The State of the World’s Children 2017 has recommended actions to protect children from online harm and called for close coordination at international and national levels to keep pace with digital technology that enables and conceals online child sexual abuse.

Other recommendations include providing children with affordable access to high-quality online resources, safeguarding children’s privacy and identities online, teaching digital literacy to keep children informed, engaged and safe online, leveraging the power of the private sectors to advance ethical standards and practices that protect and benefit children online, and to put children at the centre of digital policy.

The report states that only collective action of governments, private sector, children’s organisations, academia, families, and children themselves can help level the digital playing field to make the internet safe and more accessible for children.

Speaker of National Assembly, Jigme Zangpo and UNICEF Bhutan representative, Rudolf Schwenk, launched the report on December 11 in Thimphu. The report is flagship annual publication of UNICEF that examines the issues affecting children through key themes.

Rudolf Schwenk said that this year’s theme, Children in a Digital World, examines the ways in which digital technology has changed children’s lives and explores what the future may hold. “The report is motivated by a conviction that the digital age is here, sweeping across children’s lives and transforming their opportunities to connect and learn.”

According to the report, youth (15–24) are the most connected age group in the world. “Worldwide, 71 per cent are online compared with 48 per cent of the total population.”

It is estimated that one in three internet users around the world are children and adolescents under 18. However, about 29 percent of youth, around 346 million, are yet to be connected.
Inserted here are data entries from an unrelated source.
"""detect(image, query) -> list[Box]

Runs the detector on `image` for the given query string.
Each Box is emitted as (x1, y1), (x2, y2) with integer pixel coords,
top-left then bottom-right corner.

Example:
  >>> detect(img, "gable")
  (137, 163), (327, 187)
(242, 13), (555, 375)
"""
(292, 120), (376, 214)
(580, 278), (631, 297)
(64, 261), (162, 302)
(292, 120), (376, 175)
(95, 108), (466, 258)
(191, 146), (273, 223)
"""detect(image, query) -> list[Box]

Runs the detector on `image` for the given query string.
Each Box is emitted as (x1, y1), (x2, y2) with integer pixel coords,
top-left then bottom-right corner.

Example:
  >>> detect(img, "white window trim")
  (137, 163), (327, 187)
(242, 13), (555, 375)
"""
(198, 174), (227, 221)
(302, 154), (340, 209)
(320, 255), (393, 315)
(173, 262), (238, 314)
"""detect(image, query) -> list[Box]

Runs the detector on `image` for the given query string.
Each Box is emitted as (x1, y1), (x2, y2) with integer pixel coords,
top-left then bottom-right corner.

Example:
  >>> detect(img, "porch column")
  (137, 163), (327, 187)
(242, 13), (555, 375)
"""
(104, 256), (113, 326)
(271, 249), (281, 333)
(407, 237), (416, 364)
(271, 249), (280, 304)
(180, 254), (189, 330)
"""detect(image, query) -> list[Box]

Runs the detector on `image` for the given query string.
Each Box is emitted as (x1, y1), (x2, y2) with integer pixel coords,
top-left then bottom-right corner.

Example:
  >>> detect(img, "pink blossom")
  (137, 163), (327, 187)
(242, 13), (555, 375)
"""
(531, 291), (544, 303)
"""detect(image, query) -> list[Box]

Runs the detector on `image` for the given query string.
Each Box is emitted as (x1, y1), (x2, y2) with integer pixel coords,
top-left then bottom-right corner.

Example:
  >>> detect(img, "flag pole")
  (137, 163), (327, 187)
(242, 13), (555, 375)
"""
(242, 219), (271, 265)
The report states that children who are connected to the digital world are making their voices heard through blogs, videos, social media, magazines, cartoons, hash tags and podcasts, among others. “They recognise the potential of digital tools to help them access information and seek solutions to problems affecting their communities. Digital technology has enormous potential to extend the reach and improve the quality of education.”

However, for children living in the poor countries and in rural areas, basic internet connectivity is a challenge.

“Digital connectivity is not only the ‘new necessity of our times’; it offers the potential to break intergenerational cycles of disadvantage from which the poorest children may not otherwise be able to break away,” the report states.

Globally, 56 per cent of websites are in English, making it difficult for children to find content they understand or are relevant to their lives. “Factors such as education, user skills, device type and the availability of local language content all impact how children use the internet, what they do when they are online and how they can maximise online opportunities,” it states. “Digital technologies also allow children to access information on issues that affect their communities and can give them a role in helping to solve them.”

The report also points out threats that children could face online such as loss of privacy, cyber bullying, expanding the reach of child abusers, and fostering the creation of ‘made-to-order’ child sexual abuse material. “Children are less likely to understand the risks and more likely to suffer the harms.”

The report states that efforts to protect children should focus on vulnerable and disadvantaged children, who may be less likely to understand online risks but are more likely to suffer the harms.

Rudolf Schwenk said to better protect children and to help them make the most out of their time online, focus should be more on what children are doing online and less on how long they are online.